Она встряхнулась, словно собака с мокрой шерстью, опустила голову и посмотрела на свои руки.
– Со мной однажды приключилась глупая история, – пояснила Кора. – Я ее не помню, да и не хочу вспоминать. Я замуровала ее в своем мозгу. Ахим сказал, что многие люди поступают так с переживаниями, если не могут с ними справиться: возводят стену в мозгу и прячут за нее все, что причиняет боль. Он говорил, что нужно снести эту стену, иначе покоя не будет. Но я решила, что стена – отличное решение.
Кивнув, Кора снова подняла голову и посмотрела на Вернера Хоса, а затем заговорила, обращаясь только к нему:
– В мозгу невероятно много места. Мы не задействуем его даже наполовину, вы знали об этом?
Вернер Хос кивнул.
Она меланхолично улыбнулась.
– Это круто, правда? Похоже на чердак, где можно сложить кучу хлама. И все было хорошо – вплоть до сочельника. Тогда это вернулось. Когда я услышала песню, оно перепрыгнуло через стену, вырвалось, словно волк из ящика.
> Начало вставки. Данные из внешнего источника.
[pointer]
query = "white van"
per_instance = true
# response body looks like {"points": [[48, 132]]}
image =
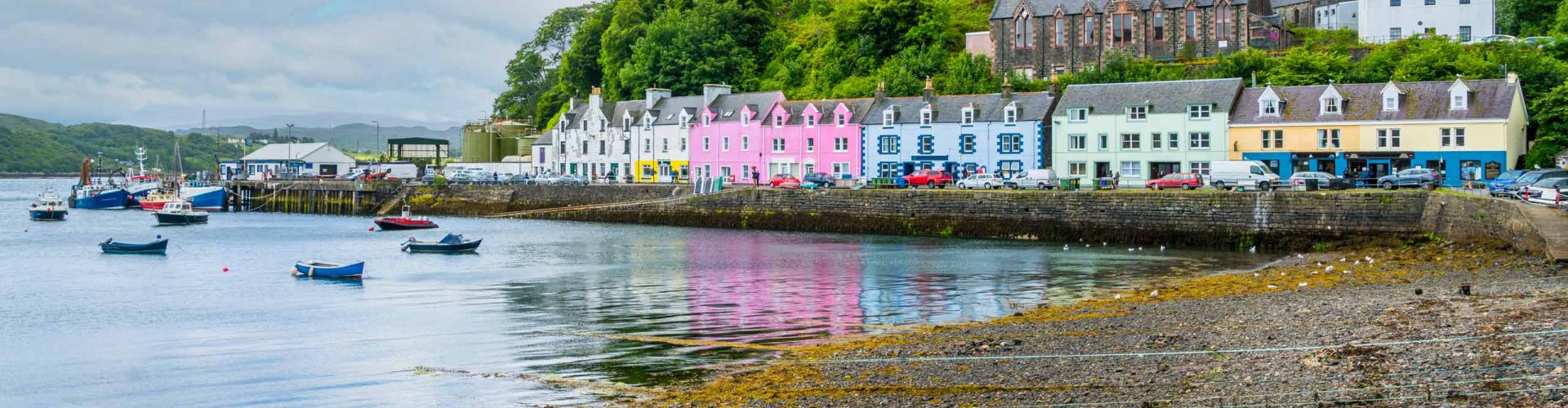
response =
{"points": [[1232, 173]]}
Возможно, это имеет отношение к рождению Спасителя… Не знаю. Я ведь вообще не знаю, о чем идет речь. Я просыпаюсь – и ничего нет. Да и не должно быть. Оно разбило мне голову. Я до сих пор чувствую это, когда вижу этот сон.
Грустная улыбка исчезла с ее лица. Глубоко вздохнув, Кора заговорила быстрее:
– В детстве со мной такое уже случалось. Но то был другой сон, его я помню до сих пор. И он мне нравился. Мне нравилось быть животным.